Continental cuts 12,000 jobs as airlines face crisis

Continental Airlines has said it is laying off 12,000 staffers and has warned it could file for bankruptcy as it and two other…

Continental Airlines has said it is laying off 12,000 staffers and has warned it could file for bankruptcy as it and two other US carriers cut flight schedules in the fallout from the air attacks on the World Trade Centre and the Pentagon.

The industry's deepening crisis led Mr Gordon Bethune, the chief executive of Houston-based Continental, to predict 100,000 airline job losses worldwide and prompted the Bush administration to announce it will hold urgent talks with carriers about their financial woes next week.

Without financial help from the government, Continental said a late-October reorganisation of the company under protection from the bankruptcy court would be "prudent."

Northwest Airlines and United Airlines said they would cut schedules by 20 per cent, along with Continental, the fifth-largest airline.

READ MORE

Tuesday's air attacks, which left thousands entombed in the rubble of the World Trade Centre's twin towers, shut down the nation's aviation industry for nearly three days and have prompted Americans to curtail travel plans sharply.

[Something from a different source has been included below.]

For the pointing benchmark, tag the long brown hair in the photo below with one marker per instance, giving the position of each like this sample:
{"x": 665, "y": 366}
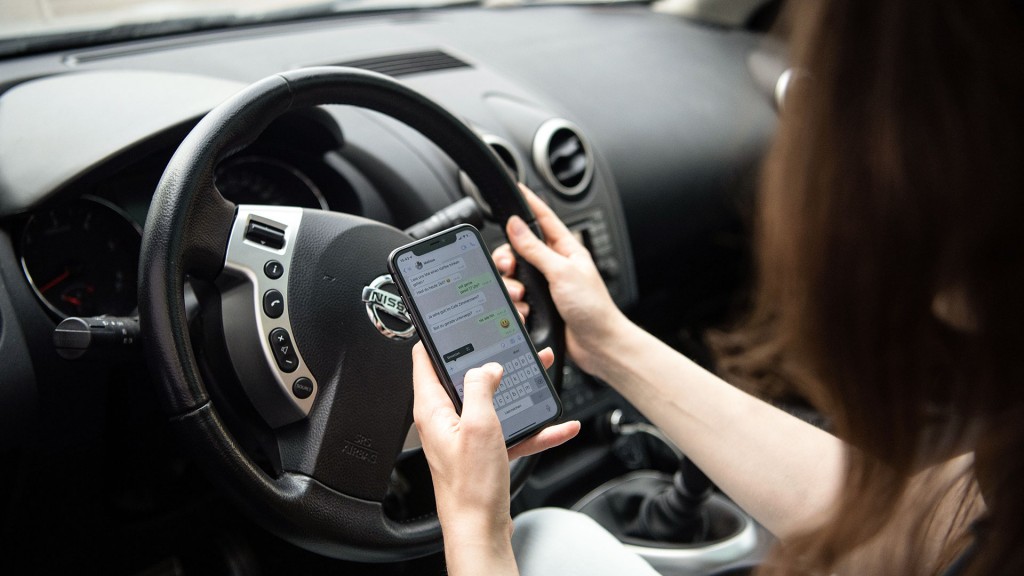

The airline business, which will now also have to increase spending on security measures, was already reeling because of the economic downturn, surging labour costs and high fuel prices.

The layoffs announced by Continental, which represent 21 percent of its staff of more than 56,000 people, are likely to be followed by job cuts elsewhere.

Minneapolis-based Northwest Airlines, which has 53,000 employees, said it would review its overall staffing needs by next week and bring in long-term scheduling cuts by October 1st.

The Geneva-based International Air Transport Association, which has 266 member airlines, has estimated that this week's immediate revenue losses and extra costs for the industry could total $10 billion.